Die Bibliothek benötigt im Prinzip keine weiteren Ordner innerhalb von /. Alle Dateien werden einfach hierhin kopiert. Gelegentlich müssen Namenskonflikte manuell gelöst werden.

Wichtig in diesem System ist die Verschlagwortung. Weil Mac OS X diese etwas umständlich anbietet, empfiehlt sich der Einsatz spezialisierter Software, die die Vergabe von Schlagwörtern an die Dateien erleichtert und in der Regel auch eine mächtigere Suchfunktion anbietet als die des Betriebssystems. Die Dateien bleiben jedenfalls aber auf Betriebssystemebene gespeichert. Zusätzliche Software stellt nur ein etwas komfortableres Dateimanagement zur Verfügung. Beispiele: Fresh, Yelp, Yep, Together 3, usw.

Die oben genannten Probleme mit dem Dateisystem erweisen sich als nicht stichhaltig: Die Unübersichtlichkeit ist gewollt (niemand greift direkt auf Dateien zu; alle Dateien werden über Schlagwörter wiedergefunden). Dateinamen sind deshalb vollkommen unwichtig. Es gibt je nur eine Masterkopie jeder Datei.

2. Handakte

Das Prinzip Handakte benötigt zwingend eine hierarchische Ordnerstruktur. Es empfiehlt sich, grundsätzlich zwei Ordner anzulegen, nämlich für die aktuellen Dateien und für die veralteten, zum Beispiel als /Aktuell und /Archiv. Die innere Struktur der beiden Ordner ähnelt sich notwendigerweise. Welches hierarchische System man wählt, ist Geschmacksache. Möglich ist eine Aufteilung nach Arbeitsgebieten, Projekten, Vorgängen und Sitzungen. Denkbar ist eine Aufteilung nach Verantwortlichkeit. Mischsysteme sind machbar; oder man überlässt jedem Mitarbeiter prinzipiell die Entscheidung selbst und regelt nur die Ablage-Struktur für die zwingend gemeinsam zu bearbeitenden Vorgänge. Alte Vorgänge werden zu gegebener Zeit in regelmäßigen Abständen in den entsprechenden Archiv-Ordern verschoben oder gelöscht.

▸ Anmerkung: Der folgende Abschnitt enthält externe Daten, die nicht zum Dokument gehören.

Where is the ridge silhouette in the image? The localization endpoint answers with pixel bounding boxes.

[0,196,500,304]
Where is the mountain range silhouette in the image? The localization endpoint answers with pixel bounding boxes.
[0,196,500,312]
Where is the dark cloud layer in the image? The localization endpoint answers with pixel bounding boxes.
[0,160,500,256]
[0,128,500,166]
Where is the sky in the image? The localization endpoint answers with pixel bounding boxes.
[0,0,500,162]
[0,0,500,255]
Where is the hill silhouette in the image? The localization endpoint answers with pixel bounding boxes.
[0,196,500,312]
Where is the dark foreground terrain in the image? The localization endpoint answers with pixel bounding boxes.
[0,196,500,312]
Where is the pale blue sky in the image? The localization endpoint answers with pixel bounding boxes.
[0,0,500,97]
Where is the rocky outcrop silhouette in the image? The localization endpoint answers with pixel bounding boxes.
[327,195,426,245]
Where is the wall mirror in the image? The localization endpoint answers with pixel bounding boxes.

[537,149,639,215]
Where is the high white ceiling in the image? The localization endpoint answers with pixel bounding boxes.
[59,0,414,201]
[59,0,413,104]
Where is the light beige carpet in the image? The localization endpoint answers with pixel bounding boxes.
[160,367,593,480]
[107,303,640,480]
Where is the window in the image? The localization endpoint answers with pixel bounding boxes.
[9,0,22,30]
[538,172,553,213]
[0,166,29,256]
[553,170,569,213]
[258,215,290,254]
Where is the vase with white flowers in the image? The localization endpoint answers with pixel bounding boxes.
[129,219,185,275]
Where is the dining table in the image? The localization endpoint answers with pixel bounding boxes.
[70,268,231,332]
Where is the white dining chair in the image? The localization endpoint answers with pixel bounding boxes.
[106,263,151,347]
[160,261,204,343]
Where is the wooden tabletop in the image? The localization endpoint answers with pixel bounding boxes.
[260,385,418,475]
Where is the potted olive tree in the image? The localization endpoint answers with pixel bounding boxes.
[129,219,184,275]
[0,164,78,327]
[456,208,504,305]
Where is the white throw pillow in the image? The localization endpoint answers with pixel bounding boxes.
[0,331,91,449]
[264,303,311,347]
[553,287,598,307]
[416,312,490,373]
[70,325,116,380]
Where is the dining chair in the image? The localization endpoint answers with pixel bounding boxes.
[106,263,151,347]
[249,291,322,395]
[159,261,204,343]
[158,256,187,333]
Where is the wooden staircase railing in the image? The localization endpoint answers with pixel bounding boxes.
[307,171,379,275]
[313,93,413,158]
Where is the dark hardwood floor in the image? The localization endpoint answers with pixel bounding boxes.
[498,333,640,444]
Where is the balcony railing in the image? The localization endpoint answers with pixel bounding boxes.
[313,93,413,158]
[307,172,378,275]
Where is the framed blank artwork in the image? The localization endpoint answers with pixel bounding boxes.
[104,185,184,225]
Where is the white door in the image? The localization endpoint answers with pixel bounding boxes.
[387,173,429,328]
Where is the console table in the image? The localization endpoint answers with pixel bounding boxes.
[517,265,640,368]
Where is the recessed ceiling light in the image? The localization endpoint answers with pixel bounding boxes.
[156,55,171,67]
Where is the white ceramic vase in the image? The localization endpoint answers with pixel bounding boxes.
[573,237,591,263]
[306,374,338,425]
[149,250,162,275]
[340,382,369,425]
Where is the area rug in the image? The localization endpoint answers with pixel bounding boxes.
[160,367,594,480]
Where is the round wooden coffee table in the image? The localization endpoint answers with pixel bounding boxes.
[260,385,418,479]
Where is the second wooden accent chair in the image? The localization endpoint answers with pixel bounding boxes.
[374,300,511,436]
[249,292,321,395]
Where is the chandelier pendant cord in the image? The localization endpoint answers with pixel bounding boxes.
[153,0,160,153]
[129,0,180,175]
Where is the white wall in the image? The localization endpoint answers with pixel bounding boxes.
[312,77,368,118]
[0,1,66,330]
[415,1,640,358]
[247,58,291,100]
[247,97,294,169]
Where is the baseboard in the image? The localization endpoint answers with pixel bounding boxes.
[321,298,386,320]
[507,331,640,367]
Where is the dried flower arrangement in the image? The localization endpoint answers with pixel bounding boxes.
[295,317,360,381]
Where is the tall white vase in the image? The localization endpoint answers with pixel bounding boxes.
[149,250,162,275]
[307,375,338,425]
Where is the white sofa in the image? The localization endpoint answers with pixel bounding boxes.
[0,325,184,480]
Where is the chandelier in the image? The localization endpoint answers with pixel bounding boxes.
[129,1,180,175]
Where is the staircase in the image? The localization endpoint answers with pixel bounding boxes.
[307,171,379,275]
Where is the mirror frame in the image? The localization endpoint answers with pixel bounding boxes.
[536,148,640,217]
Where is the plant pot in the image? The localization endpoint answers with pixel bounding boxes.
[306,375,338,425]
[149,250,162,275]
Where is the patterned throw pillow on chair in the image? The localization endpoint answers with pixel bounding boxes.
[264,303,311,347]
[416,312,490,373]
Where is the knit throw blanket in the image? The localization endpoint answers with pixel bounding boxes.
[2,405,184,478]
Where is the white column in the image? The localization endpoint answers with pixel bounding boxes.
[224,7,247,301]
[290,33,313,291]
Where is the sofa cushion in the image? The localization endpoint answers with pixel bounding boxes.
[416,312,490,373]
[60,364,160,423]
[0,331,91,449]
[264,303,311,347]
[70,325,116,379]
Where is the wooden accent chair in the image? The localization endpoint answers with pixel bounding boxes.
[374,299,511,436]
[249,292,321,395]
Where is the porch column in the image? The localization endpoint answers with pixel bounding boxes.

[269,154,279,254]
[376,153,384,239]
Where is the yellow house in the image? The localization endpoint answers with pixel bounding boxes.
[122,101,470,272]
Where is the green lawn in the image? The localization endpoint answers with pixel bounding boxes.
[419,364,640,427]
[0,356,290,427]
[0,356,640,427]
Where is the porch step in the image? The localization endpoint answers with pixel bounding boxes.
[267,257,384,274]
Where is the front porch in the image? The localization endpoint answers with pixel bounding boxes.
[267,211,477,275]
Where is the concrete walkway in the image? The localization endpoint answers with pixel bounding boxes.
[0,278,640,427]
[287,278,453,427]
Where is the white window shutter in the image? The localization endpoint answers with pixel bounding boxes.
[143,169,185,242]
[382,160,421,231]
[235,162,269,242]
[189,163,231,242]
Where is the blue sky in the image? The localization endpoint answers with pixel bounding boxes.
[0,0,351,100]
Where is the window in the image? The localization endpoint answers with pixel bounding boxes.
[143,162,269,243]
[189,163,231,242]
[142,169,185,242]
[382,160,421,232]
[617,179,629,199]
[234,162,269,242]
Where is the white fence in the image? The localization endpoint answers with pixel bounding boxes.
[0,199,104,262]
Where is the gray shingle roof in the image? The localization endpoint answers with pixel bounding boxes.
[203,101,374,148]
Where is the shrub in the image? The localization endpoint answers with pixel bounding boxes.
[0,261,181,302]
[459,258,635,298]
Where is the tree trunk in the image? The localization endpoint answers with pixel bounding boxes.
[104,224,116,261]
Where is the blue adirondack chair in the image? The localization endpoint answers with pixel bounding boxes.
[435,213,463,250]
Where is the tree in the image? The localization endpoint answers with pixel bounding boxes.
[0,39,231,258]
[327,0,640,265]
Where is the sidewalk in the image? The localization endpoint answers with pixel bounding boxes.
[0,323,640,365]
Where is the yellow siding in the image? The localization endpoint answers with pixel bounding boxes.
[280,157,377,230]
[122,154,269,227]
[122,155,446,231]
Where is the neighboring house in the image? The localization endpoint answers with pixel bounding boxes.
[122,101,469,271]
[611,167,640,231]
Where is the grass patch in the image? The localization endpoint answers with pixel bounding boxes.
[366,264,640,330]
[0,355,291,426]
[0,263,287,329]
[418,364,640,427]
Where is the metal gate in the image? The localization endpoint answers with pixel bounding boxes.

Auch dieses System kommt ohne große Softwarelösung aus und löst doch alle eingangs genannten Probleme: Eine sinnvolle Struktur ist selbsterklärend und genauso übersichtlich wie eine Ablage mit Papierordnern. Da nur die wichtigsten Dokumente abgelegt werden, behält man innerhalb der jeweiligen Ordner auf der »untersten« Ebene den Überblick, auch unabhängig von Dateinamen. (Auch hier müssen Dateinamenskonflikte ggf. manuell gelöst werden, oder man verlässt sich auf die automatische Umbenennung durch das Dateisystem.) Eine Software, die eine hinreichend große Dokumentenvorschau ermöglicht, wenn eine Datei angeklickt wird (bei Mac OS X z. B. Quick Look), erleichtert dies. Lediglich die manuelle Markierung einer Datei ist diesem Prinzip systemfremd. Sie ist aber möglich. Schlagworte (hier eher prozessorientiert als inhaltlich, also z. B. »in Bearbeitung« oder »Rückruf«) bleiben ja genauso möglich. Schließlich lässt sich das Problem »doppelter« Dateien, z. B. in thematischen Ordnern und in Sitzungsordnern, durch das Anlagen von Dateiverweisen (Windows) oder der Herstellung eines Alias (Mac OS X) leicht lösen. (Diese Funktion gibt es schon seit Jahrzehnten und ist leider recht unbekannt, vielleicht auch, weil man in beiden Systemen einen Rechtsklick auf die Datei benötigt. Auch hier ist der Einsatz einer speziellen Software »on top« des Dateisystems sinnvoll.)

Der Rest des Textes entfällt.